(1/2) x 1/((sqrt5 - 1)/4) = phi!

The piece I was missing was the line segment you called h, the distance from the center of the circles to the chord.

Thank you for explaining by appealing to the general trig functions. Although this was where I bottomed out in high school, when I worked at it, it was easy to see why the result obtains: since you start out with the general (sin theta) and then plug in a particular value after that, I can see that the result of phi obtains only when the two angles in question are 60 and 18 degrees. This was exactly the understanding I needed to get.

Very helpful. Thank you.
~~Bryan

You should double check that because sin(60°) = √3 / 2.

I'll try to apply the same principle you showed me and see if I get anywhere.

~Bryan

However, I decided to check and see what larger arc *was*, if i stipulated the 60-degree arc on the smaller circle and the radii being in that ratio.

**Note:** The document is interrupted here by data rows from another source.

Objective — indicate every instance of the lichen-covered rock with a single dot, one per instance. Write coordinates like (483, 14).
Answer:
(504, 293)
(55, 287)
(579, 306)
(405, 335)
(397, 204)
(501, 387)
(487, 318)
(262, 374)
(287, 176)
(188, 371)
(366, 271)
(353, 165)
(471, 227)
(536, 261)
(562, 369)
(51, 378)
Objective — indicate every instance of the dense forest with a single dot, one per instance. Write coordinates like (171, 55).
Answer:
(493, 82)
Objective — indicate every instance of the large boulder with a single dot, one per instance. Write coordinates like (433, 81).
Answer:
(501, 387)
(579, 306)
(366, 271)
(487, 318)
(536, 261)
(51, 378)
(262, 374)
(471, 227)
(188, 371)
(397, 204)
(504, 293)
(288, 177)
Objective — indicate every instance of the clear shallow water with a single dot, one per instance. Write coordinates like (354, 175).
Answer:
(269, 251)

Let there be two circles with a common center O. A chord subtends an arc of 60 degrees on the smaller circle, and a to-be-determined arc on the larger. Let h be the distance from O to this chord; it makes a right angle with the chord at point H, slightly inside the circumference of the smaller circle.

The radius r of the smaller circle is 1; The distance from the circumference of the smaller circle to the larger is phi. So the radius R of the larger circle = 1+phi.

There are straight lines connecting the center O to the intersection of the chord to the circumferences of the two circles. On the smaller circle the point of this intersection (call it A) is at a 60 degree angle. On the larger circle the point (call it B) is at an angle to be determined.

Since r=1, sin A= sin60= h/1 = h. So h= sin60 = ((sqrt3)/2)

sin B = ((Sqrt3)/2) / (1 + phi)
= (sqrt3)/(2(1 + phi))

so B = arcsin (sqrt3)/(2(1 + phi))

= approx 19.31687 degrees

(I confess I turned to an arcsin calculator, and used a long decimal approximation of phi). Now I could easily calculate the remaining angle of the other angle in triangle HOB. The I subtracted 30 degrees to get angle AOB.

Multiply AOB by 2, and add 60 degrees, and voila!
(naturally, I could also have just doubled HOB)

It isn't 144, but much closer to the 141 or so which I kept getting when I had tried with compass and straightedge and measuring with a protractor. Which makes me feel a little better about my steadiness with good old Euclidean tools.

Thanks again for your help, without which I would not have got started.

Your satisfaction is well deserved. It would have been nice to get the result you wanted but I could not see a way to get away with sqrt(3).

>Thanks again for your help, without which I would not have
>got started.

It was a pleasure helping in your case.